Title,Release Date,Director
And Now For Something Completely Different,1971,Ian MacNaughton
Monty Python And The Holy Grail,1975,Terry Gilliam and Terry Jones
Monty Python's Life Of Brian,1979,Terry Jones
.....

But is it possible to write title and its values into one column , Release date and its values into the next column,Director and its values into the next column (because CSV is comma separated values) in a CSV file like the format below.

        Title,                                 Release Date,            Director
And Now For Something Completely Different,      1971,              Ian MacNaughton
Monty Python And The Holy Grail,                 1975,     Terry Gilliam and Terry Jones
Monty Python's Life Of Brian,                    1979,              Terry Jones

Any help would be appreciated. Thanks in advance.

Upvotes: 0

Views: 1620

Answers (2)

daedalus
daedalus

Reputation: 10923

Update -- Code re-factored in order to:

  1. use a generator function as suggested by @madjar and
  2. fit more closely to the code snippet provided by the OP.

The Target Output

I am trying an alternative using texttable. It produces an identical output to that in the question. This output may be written to a csv file (the records will need massaging for the appropriate csv dialect, and I cannot find a way to still use the csv.writer and still get the padded spaces in each field.
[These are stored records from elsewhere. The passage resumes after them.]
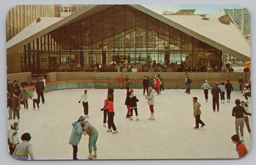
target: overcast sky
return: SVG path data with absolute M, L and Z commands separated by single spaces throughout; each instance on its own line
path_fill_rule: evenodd
M 242 9 L 239 4 L 142 4 L 142 6 L 156 12 L 162 14 L 163 11 L 175 13 L 181 9 L 196 9 L 195 14 L 218 14 L 219 10 Z

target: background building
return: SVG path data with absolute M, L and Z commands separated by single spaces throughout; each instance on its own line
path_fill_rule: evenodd
M 229 13 L 239 28 L 249 42 L 251 33 L 250 13 L 245 8 L 240 9 L 227 9 L 225 8 L 219 11 L 219 14 Z

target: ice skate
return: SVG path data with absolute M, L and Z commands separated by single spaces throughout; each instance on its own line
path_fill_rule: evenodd
M 202 125 L 201 126 L 201 128 L 203 128 L 205 126 L 205 124 L 204 123 L 203 123 L 203 124 L 202 124 Z
M 150 119 L 150 120 L 155 120 L 155 118 L 154 117 L 154 114 L 152 114 L 152 117 Z
M 116 131 L 114 131 L 114 132 L 112 133 L 113 134 L 115 134 L 115 133 L 117 133 L 117 132 L 118 132 L 117 131 L 117 130 L 116 130 Z
M 111 130 L 111 129 L 108 129 L 108 130 L 107 130 L 107 132 L 112 132 L 112 130 Z
M 139 119 L 138 118 L 138 117 L 137 116 L 136 116 L 136 121 L 138 121 L 139 120 Z

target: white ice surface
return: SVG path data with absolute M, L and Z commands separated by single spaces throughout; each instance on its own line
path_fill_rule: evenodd
M 148 119 L 150 114 L 149 106 L 142 95 L 143 89 L 135 89 L 140 100 L 137 103 L 140 121 L 136 122 L 125 117 L 126 90 L 115 89 L 114 121 L 118 133 L 113 135 L 106 131 L 107 127 L 103 127 L 103 113 L 100 110 L 107 89 L 88 90 L 90 118 L 86 120 L 99 132 L 98 159 L 238 157 L 236 145 L 230 139 L 236 134 L 235 117 L 231 115 L 235 99 L 245 100 L 241 93 L 232 92 L 230 103 L 220 102 L 220 111 L 217 113 L 212 111 L 210 90 L 208 102 L 205 102 L 203 91 L 200 90 L 192 89 L 189 95 L 184 93 L 184 89 L 166 89 L 160 95 L 155 95 L 155 120 L 150 121 Z M 19 134 L 30 133 L 29 142 L 33 145 L 36 159 L 72 159 L 73 149 L 68 143 L 72 123 L 84 115 L 82 103 L 78 103 L 84 90 L 48 93 L 45 95 L 45 103 L 39 104 L 39 110 L 36 108 L 35 111 L 32 110 L 31 100 L 28 100 L 28 109 L 24 109 L 22 105 Z M 206 124 L 196 130 L 193 129 L 195 124 L 192 102 L 192 97 L 195 96 L 202 105 L 201 118 Z M 249 105 L 251 109 L 250 102 Z M 251 125 L 251 118 L 249 118 Z M 8 130 L 12 121 L 8 121 Z M 244 130 L 244 143 L 249 150 L 252 139 L 245 126 Z M 78 159 L 87 159 L 88 139 L 88 135 L 82 136 L 78 145 Z

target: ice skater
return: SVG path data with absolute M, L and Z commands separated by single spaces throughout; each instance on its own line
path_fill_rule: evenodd
M 220 97 L 222 97 L 222 94 L 220 89 L 218 87 L 219 83 L 216 82 L 214 83 L 215 86 L 212 88 L 211 93 L 212 95 L 212 109 L 213 112 L 215 112 L 216 109 L 216 105 L 217 105 L 217 112 L 219 112 L 220 104 L 219 101 L 219 94 L 220 95 Z
M 87 90 L 84 90 L 84 94 L 83 94 L 81 96 L 81 98 L 80 99 L 80 100 L 78 102 L 78 103 L 80 103 L 81 102 L 81 100 L 83 100 L 82 103 L 83 103 L 83 106 L 84 107 L 84 114 L 85 116 L 86 117 L 89 118 L 89 116 L 88 116 L 88 112 L 89 111 L 88 108 L 89 106 L 88 105 L 88 95 L 87 94 Z
M 12 156 L 19 160 L 28 160 L 28 155 L 31 160 L 34 160 L 34 154 L 32 145 L 28 143 L 31 136 L 28 133 L 22 134 L 21 137 L 22 142 L 18 145 Z
M 232 142 L 234 144 L 236 144 L 236 151 L 237 152 L 239 158 L 242 158 L 245 156 L 248 153 L 248 151 L 246 148 L 244 144 L 242 143 L 239 138 L 239 136 L 237 135 L 234 135 L 231 137 Z
M 205 102 L 208 102 L 208 89 L 212 89 L 212 88 L 209 84 L 208 84 L 208 80 L 205 80 L 205 82 L 203 84 L 201 88 L 202 90 L 204 89 L 204 98 L 205 98 Z
M 126 98 L 125 98 L 125 101 L 124 102 L 124 105 L 126 105 L 127 108 L 127 113 L 126 115 L 126 118 L 129 119 L 131 117 L 130 113 L 131 113 L 131 109 L 130 109 L 130 96 L 131 94 L 133 92 L 133 90 L 131 89 L 130 91 L 127 90 L 126 93 Z
M 112 133 L 114 134 L 118 132 L 114 123 L 114 116 L 115 116 L 114 104 L 112 101 L 112 97 L 111 96 L 108 97 L 108 100 L 109 101 L 107 107 L 104 108 L 104 109 L 108 109 L 108 112 L 109 114 L 109 117 L 108 119 L 108 129 L 107 130 L 107 131 L 112 132 L 112 130 L 111 129 L 111 128 L 112 127 L 113 131 L 114 131 L 114 132 Z
M 11 155 L 12 155 L 16 146 L 20 143 L 17 131 L 19 129 L 19 123 L 14 122 L 11 124 L 11 129 L 8 131 L 8 145 Z
M 16 94 L 16 92 L 12 93 L 13 97 L 12 98 L 12 109 L 13 115 L 13 120 L 15 120 L 16 114 L 17 115 L 18 121 L 20 121 L 20 98 Z
M 142 85 L 143 85 L 143 95 L 145 95 L 145 91 L 147 90 L 147 94 L 148 94 L 148 87 L 149 87 L 149 83 L 148 80 L 147 78 L 147 76 L 144 76 L 143 79 Z
M 89 156 L 87 158 L 89 159 L 92 159 L 92 158 L 97 157 L 97 146 L 96 142 L 98 138 L 99 133 L 97 130 L 92 124 L 88 123 L 87 121 L 81 124 L 82 130 L 85 133 L 84 134 L 85 135 L 88 135 L 89 136 L 89 143 L 88 147 L 89 149 Z M 94 154 L 92 155 L 92 147 L 93 147 Z
M 104 101 L 104 108 L 107 107 L 109 101 L 108 100 L 108 97 L 110 96 L 110 95 L 108 95 L 107 96 L 107 99 Z M 109 114 L 108 113 L 108 109 L 104 109 L 104 108 L 102 108 L 100 109 L 101 111 L 103 111 L 103 126 L 104 127 L 106 127 L 106 123 L 107 123 L 107 116 L 108 116 L 108 118 L 109 117 Z
M 247 113 L 251 113 L 251 111 L 249 109 L 248 105 L 246 102 L 245 102 L 244 101 L 241 101 L 241 106 L 244 107 L 244 110 Z M 246 115 L 244 115 L 244 122 L 245 123 L 245 125 L 247 128 L 247 130 L 248 131 L 248 132 L 249 132 L 249 134 L 250 135 L 251 138 L 252 138 L 252 133 L 250 128 L 250 125 L 249 124 L 249 119 L 248 118 L 248 116 Z
M 225 85 L 225 88 L 227 91 L 227 102 L 230 102 L 231 99 L 230 95 L 231 94 L 231 92 L 233 92 L 234 89 L 232 86 L 232 84 L 230 83 L 230 81 L 229 80 L 227 80 L 227 83 Z
M 190 79 L 189 77 L 187 76 L 187 82 L 186 83 L 186 93 L 190 94 L 190 89 L 191 88 L 191 83 L 192 80 Z
M 225 86 L 224 82 L 221 82 L 220 85 L 219 86 L 219 87 L 221 91 L 222 97 L 220 97 L 220 103 L 223 104 L 225 103 Z
M 150 113 L 151 113 L 151 116 L 150 117 L 148 118 L 148 119 L 150 120 L 153 120 L 155 119 L 154 109 L 155 99 L 154 98 L 154 93 L 151 87 L 148 88 L 148 94 L 146 96 L 145 98 L 148 100 L 148 104 L 149 105 L 149 109 Z
M 23 104 L 24 105 L 24 109 L 26 109 L 28 108 L 28 99 L 31 96 L 30 95 L 28 91 L 26 89 L 25 86 L 22 87 L 22 90 L 20 93 L 20 99 L 23 102 Z M 26 108 L 26 106 L 27 108 Z
M 244 98 L 246 100 L 246 102 L 248 102 L 248 97 L 251 97 L 251 90 L 250 89 L 249 85 L 246 84 L 245 87 L 244 89 L 243 92 L 243 96 L 244 96 Z
M 193 97 L 193 108 L 194 109 L 194 117 L 196 118 L 196 126 L 194 129 L 199 129 L 199 124 L 201 124 L 201 128 L 205 126 L 205 124 L 200 119 L 200 116 L 202 113 L 200 110 L 200 107 L 201 104 L 197 102 L 197 98 L 196 97 Z
M 136 96 L 134 95 L 133 91 L 131 93 L 130 96 L 130 109 L 131 109 L 131 118 L 130 121 L 132 120 L 132 113 L 134 109 L 135 111 L 135 114 L 136 115 L 136 121 L 139 121 L 138 118 L 138 111 L 137 109 L 137 102 L 139 101 L 139 100 L 137 99 Z
M 239 99 L 236 99 L 235 103 L 236 105 L 233 108 L 232 110 L 232 116 L 236 117 L 236 135 L 239 136 L 239 128 L 240 128 L 240 133 L 241 133 L 241 141 L 244 141 L 244 114 L 250 116 L 252 114 L 247 113 L 244 109 L 240 105 L 241 102 Z
M 109 94 L 112 97 L 112 101 L 114 102 L 114 88 L 111 86 L 111 83 L 108 82 L 108 94 Z
M 82 134 L 85 135 L 85 132 L 83 132 L 82 130 L 82 124 L 84 123 L 85 117 L 81 116 L 77 121 L 72 124 L 73 129 L 69 138 L 68 144 L 72 145 L 73 147 L 73 159 L 78 159 L 77 157 L 77 145 L 81 139 Z
M 37 101 L 37 94 L 36 92 L 36 89 L 34 88 L 33 89 L 33 94 L 32 97 L 30 98 L 31 99 L 33 99 L 33 110 L 35 110 L 36 108 L 35 103 L 36 104 L 36 106 L 37 107 L 37 110 L 39 110 L 39 104 Z
M 122 77 L 121 75 L 119 75 L 119 77 L 116 79 L 118 80 L 118 82 L 119 83 L 119 85 L 120 86 L 120 89 L 123 88 L 123 80 L 124 80 L 124 79 Z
                  Title,                      Release Date,             Director            
And Now For Something Completely Different,       1971,              Ian MacNaughton        
Monty Python And The Holy Grail,                  1975,       Terry Gilliam and Terry Jones 
Monty Python's Life Of Brian,                     1979,                Terry Jones    

The Code

Here is a sketch of the code you would need to produce the result above:

from texttable import Texttable

# ----------------------------------------------------------------
# Imagine data to be generated by Scrapy, for each record:
# a dictionary of three items. The first set ot functions
# generate the data for use in the texttable function

def process_item(item):
    # This massages each record in preparation for writing to csv
    item['Title'] = item['Title'].encode('utf-8') + ','
    item['Release Date'] = item['Release Date'].encode('utf-8') + ','
    item['Director'] = item['Director'].encode('utf-8')
    return item

def initialise_dataset():
    data = [{'Title' : 'Title',
         'Release Date' : 'Release Date',
         'Director' : 'Director'
         }, # first item holds the table header
            {'Title' : 'And Now For Something Completely Different',
         'Release Date' : '1971',
         'Director' : 'Ian MacNaughton'
         },
        {'Title' : 'Monty Python And The Holy Grail',
         'Release Date' : '1975',
         'Director' : 'Terry Gilliam and Terry Jones'
         },
        {'Title' : "Monty Python's Life Of Brian",
         'Release Date' : '1979',
         'Director' : 'Terry Jones'
         }
        ]

    data = [ process_item(item) for item in data ]
    return data

def records(data):
    for item in data:
        yield [item['Title'], item['Release Date'], item['Director'] ]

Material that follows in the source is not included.